Tuesday, November 18, 2014

A day without clean water

The village of Ojolai, was an inspiration. We were expecting to find people suppressed by the grind and hardship in their lives. Instead we found a wonderful community who were doing everything they could to improve their lives and help their families.

I spent the day with the family of Deborah and Michael. He is a teacher and so out at work much of the time. She runs the household. They have three sons, baby Thomas, Oscar age 4 and Pious 6.

The work was hard, but it is what they are used to. The women tend the fields, collect water, clean the house, prepare and cook food on an open fire. From scratch is just that - digging out the cassava and killing the chicken. And then there are the children to look after and the baby to wash and feed. Don't let me complain about having to keep on top of the washing!
Deborah collecting water from the village 'well'

The village water source was unprotected and filthy. It was disgusting to think that most of the community had to drink this water and carry it a good way. The jerry cans are 20kg each and they lift them on their heads like they weigh much less. Luckily for Deborah they were wealthy enough to have a bike and she could cycle to the nearest borehole and get water to drink. Even so, the baby got washed in the water several times a day and it was used to make tea and for cooking and bathing. It made me feel humble to be able to access clean water without thought.

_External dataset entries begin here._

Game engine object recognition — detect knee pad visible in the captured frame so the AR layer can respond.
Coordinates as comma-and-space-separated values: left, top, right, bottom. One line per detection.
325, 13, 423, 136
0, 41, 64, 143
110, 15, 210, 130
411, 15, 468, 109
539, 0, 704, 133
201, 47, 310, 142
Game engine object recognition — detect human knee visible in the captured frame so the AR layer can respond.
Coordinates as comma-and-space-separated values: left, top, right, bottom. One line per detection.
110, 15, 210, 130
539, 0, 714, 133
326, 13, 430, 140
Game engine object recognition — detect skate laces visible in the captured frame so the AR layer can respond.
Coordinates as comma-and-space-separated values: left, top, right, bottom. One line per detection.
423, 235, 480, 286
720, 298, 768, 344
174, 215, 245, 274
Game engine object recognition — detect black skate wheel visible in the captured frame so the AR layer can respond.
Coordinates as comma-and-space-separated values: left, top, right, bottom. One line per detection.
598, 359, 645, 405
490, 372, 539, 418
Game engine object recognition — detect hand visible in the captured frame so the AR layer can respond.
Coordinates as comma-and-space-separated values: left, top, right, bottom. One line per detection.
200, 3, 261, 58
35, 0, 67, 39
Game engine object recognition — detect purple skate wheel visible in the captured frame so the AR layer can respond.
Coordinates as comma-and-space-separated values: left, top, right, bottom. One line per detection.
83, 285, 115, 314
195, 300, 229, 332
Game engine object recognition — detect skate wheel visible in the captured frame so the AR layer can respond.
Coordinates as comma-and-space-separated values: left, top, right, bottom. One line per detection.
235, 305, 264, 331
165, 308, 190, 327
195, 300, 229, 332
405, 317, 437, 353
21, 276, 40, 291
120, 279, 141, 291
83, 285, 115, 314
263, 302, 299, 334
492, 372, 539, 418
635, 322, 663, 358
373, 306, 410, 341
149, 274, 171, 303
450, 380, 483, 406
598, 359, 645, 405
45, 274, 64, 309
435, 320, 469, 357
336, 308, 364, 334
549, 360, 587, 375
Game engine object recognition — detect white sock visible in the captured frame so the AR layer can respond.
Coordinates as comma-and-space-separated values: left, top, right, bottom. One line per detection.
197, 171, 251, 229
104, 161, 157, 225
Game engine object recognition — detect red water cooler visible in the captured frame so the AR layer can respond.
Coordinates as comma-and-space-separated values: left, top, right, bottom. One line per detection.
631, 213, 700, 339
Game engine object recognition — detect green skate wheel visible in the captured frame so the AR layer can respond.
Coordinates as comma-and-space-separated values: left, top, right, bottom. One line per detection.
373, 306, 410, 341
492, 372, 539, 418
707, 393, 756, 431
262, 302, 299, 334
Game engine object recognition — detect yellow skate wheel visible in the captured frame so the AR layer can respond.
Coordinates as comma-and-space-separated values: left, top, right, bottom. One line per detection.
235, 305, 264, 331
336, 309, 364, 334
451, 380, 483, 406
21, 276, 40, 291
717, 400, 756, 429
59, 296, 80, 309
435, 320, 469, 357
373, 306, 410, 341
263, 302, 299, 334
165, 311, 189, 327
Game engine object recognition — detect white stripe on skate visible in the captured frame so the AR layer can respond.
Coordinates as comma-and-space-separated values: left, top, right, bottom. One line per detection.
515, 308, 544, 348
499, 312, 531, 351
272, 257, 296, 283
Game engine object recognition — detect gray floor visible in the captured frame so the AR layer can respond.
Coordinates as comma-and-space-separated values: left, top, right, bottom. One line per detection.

The family had grasped some hygiene concepts. They encouraged us to wash our hands and had a plate drying rack. They had also dug a latrine for the family. The whole community mirrored this and we're moving in the right direction. A situation that WaterAid want to see before they start to intervene.

At the school, the same theme continued. The children were happy to see us, but clearly tired from a day at school with little water or food. However, the school was only 2 years old and the community had founded it themselves to educate their children - it was an inspiration to see what they had achieved in such a short time.

I would love to return in a couple of years and see how the village progresses with the help of WaterAid. The investment in a water supply could change the outcome for the entire community.

Let's make it happen - they are doing everything they can to help themselves already.